What next for Adult Social Care?

Social Care has just faced its toughest ever test and while the months ahead will be different they look set to be equally challenging.  As Councils consider their responses to our new world and its pressures, we offer some ideas and evidence we hope will help.

Right now:  Keep the wheels turning

With some patients discharged early and a higher number than usual in short term care settings the top priority will be to ensure everyone stays safe and in the settings that best matches their circumstances.

This will also involve joint planning with local providers on the work remaining to ensure the safe and ongoing provision of care, including the contribution needed from the council to make that happen.

We must anticipate a different pattern of demand in the short term and this will differ by area.  Requests for help from customers with autism, carers, those who have been discharged early from hospital, and those suffering from social isolation will continue to need an evolving response and we can expect a surge in demand from acute settings as elective surgery is reintroduced.  Councils will need visibility of that front-door demand and the capacity to meet it.    In the absence of armies of agency staff, practitioners will need to continue to avoid non-essential trips to the office and maximise their use of technology in interactions with customers.

This year: Helping to address acute in-year budget pressures

Nothing from central government suggests a change in the funding environment for the foreseeable future and every likelihood of acute financial stress over the next few months as councils reach deep into their reserves. Even so, there remain places where Adult Social Care can still look to achieve more for less and contribute to a wider council effort.

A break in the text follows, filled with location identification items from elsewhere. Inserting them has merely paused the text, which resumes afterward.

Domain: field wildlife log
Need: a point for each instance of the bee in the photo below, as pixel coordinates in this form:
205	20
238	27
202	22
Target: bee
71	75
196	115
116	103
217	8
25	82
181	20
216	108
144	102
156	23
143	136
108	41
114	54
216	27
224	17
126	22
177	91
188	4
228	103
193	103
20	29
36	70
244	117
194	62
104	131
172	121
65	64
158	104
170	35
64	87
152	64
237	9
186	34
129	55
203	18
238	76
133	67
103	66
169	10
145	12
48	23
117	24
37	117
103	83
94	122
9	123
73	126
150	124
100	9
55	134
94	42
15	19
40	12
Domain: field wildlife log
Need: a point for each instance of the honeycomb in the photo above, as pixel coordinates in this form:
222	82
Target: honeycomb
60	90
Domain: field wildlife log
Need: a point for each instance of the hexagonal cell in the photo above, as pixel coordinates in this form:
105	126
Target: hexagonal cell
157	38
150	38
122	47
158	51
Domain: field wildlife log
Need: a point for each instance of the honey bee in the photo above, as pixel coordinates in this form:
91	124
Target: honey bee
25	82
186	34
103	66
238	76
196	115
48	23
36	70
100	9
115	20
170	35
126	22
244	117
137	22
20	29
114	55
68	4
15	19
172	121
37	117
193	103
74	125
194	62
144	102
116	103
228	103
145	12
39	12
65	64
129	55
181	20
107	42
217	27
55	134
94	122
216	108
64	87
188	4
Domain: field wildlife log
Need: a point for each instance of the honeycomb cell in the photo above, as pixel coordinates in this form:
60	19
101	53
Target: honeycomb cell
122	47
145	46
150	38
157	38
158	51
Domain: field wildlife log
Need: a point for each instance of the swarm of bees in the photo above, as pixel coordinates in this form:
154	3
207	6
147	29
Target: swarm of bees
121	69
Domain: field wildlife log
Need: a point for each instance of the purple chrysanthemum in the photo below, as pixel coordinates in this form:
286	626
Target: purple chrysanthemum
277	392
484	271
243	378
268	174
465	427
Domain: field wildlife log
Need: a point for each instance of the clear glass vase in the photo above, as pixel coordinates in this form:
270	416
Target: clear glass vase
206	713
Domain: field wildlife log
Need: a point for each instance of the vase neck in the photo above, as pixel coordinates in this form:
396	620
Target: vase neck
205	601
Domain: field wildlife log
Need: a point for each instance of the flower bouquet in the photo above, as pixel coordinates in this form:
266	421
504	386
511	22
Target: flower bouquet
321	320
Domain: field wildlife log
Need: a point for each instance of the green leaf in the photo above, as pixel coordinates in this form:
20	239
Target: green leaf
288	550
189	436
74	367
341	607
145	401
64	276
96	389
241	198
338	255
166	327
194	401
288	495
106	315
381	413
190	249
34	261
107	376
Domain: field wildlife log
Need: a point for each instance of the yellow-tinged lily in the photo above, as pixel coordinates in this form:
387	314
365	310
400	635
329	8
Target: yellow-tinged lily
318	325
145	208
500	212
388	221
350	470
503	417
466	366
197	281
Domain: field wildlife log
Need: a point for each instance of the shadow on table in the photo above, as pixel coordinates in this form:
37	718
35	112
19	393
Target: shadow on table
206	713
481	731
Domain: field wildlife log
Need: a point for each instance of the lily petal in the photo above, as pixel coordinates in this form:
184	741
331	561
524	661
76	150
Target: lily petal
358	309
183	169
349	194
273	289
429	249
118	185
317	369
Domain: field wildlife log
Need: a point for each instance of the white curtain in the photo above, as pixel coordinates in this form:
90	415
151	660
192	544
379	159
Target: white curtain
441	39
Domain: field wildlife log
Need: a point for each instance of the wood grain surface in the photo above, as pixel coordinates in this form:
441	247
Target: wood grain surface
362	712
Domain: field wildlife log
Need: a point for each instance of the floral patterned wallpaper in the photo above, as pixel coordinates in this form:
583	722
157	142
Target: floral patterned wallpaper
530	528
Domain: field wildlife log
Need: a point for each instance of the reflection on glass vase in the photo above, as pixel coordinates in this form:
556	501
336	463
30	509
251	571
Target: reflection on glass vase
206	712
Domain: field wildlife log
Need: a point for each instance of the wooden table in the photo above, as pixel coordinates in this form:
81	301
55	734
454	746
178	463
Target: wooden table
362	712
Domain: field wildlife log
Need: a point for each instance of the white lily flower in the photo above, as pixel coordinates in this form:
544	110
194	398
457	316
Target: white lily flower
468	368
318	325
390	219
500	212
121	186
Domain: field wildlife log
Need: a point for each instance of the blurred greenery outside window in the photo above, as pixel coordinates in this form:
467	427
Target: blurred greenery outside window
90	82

Focus on those recovering from Hospital Discharge.  Even in more normal times it is typical for some patients to receive a higher package of care on discharge to meet short term needs that are then not always reviewed in the most timely fashion, given other urgent priorities which can lead to dependency and higher costs.  Such cases over the last 12-16 weeks should be reviewed as a priority if this is a risk in your area.

If you are fortunate enough to be in an area where systems partners have made significant changes to Intermediate Care pathways in recent weeks, new arrangements should be reviewed and built on to ensure that they remain robust for a period where acute discharge pathways will have to catch up with months of pent up demand and will return customers to their own bed as quickly and safely as possible.

Look more broadly at your reablement outcomes, exclusion should be by exception and 80% of customers should leave fully Reabled if the service is operating well.  The effectiveness of this service remains one of the biggest drivers of long term care costs.

Clarify and implement your local offer; building on strengths-based practice.  It remains the case that even operating in a strengths-based model there remains a variance in support provided of between 6-8 times the package size in every Local Authority we have worked in, depending on the practitioner managing the case.

Build on the help offered by local volunteers and community support.  Your community catalysts need to become the stars of the organisation.  Engage with your VCS network in a more structured way to find alternatives to care and to address noo-1-2-1 support needs.  The graphic below shows the results of a recent survey we undertook for a County Council of 30 VCS organisations on the level of local VCS support available (extensive) and the support that was accessed by the council (none).  This is not atypical.

Medium term: Next year

There has been a steady shift in budgets from supporting those who are elderly and frail to those with Learning Disabilities which results from improved Reablement outcomes, and tighter eligibility criteria for the former leaving councils to support a smaller proportion of customer with higher needs.  The majority of councils still have opportunities to do more to help customers with Learning Disabilities to live more independent lives and access employment.  This will involve time and effort now but has demonstrable impacts on both outcomes and council finances in the medium term.   The best councils will assess around 80% of referrals and are able to achieve improved outcomes for around 75% of those accepted to the service, delivering an average 4 hr per week reduction in 1-2-1 care over a 12-15 week period.

Dementia is associated with over 80% of customers in every council we have worked with and its prevalence is climbing.  Councils’ response to this has yet to catch up in some areas and improvements may be available by looking at the newest tech to support customers and carers, dementia friendly design in different care settings and the approach taken to dementia in Reablement.

Mental health recovery and independence can impact outcomes and cost.  The implementation of national best practice can result in a reduction in support of an average of 60% of package value for around 50% of participants.

We must acknowledge that even the best performing local health and care system is unlikely to deliver the efficiencies implied by funding shortfalls this year.  Such changes may lend weight however to the argument that everything possible is being done.